Kristi Archer, the career and technical education instructional specialist for the 93,000-student district near Houston, and Susan Hoyt, a computer science teacher, have been leading the district’s work on making computer science more accessible to all students.They recently shared what they have learned with other educators at the Texas Computer Education Association convention in San Antonio.
Here are 5 key takeaways from their work:
1. Take a hard look at the prerequisites for computer science classes
Don’t make introductory classes contingent on hard-to-master prerequisites, say Archer and Hoyt. Students in their district were originally required to take algebra I before they could enroll in the introduction to computer science class their freshman year, which meant they had to take algebra in middle school. That was locking a lot of students out.
“Just because they don’t have algebra I doesn’t mean they should lose out on coding,” said Hoyt, who said algebra I concepts can be incorporated into introductory computer science instruction.
They also found that how they named the course mattered. Archer and Hoyt changed the name from fundamentals in coding to introduction to coding because they worried parents would see the word “fundamentals” and mistake it for special education and not want their children to enroll.

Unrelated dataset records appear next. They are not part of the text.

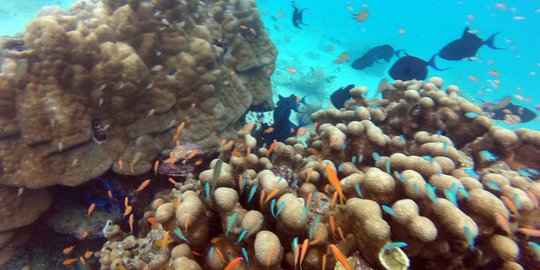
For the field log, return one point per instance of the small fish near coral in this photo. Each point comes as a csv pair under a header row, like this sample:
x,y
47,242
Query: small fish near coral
x,y
298,16
373,56
467,46
412,68
341,95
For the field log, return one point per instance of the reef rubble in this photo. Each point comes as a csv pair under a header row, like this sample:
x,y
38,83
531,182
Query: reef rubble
x,y
409,182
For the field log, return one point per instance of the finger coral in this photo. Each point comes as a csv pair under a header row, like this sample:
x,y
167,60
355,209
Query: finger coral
x,y
108,82
363,189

2. Consider certifications, not just AP college credit
Katy ISD initially offered only one computer science course that was not in the Advanced Placement track. Hoyt says that AP computer science classes can be a deterrent to kids who aren’t sure if they want to go to a four-year college after graduating from high school.
“They actually seek out the courses that give them a certification over taking an AP exam,” she said, because they don’t know they will need the college credit.
Adding certifications to certain courses has other benefits, said Archer. It helped her implement standards and continuity across campuses and to bolster the district’s career and technical education offerings.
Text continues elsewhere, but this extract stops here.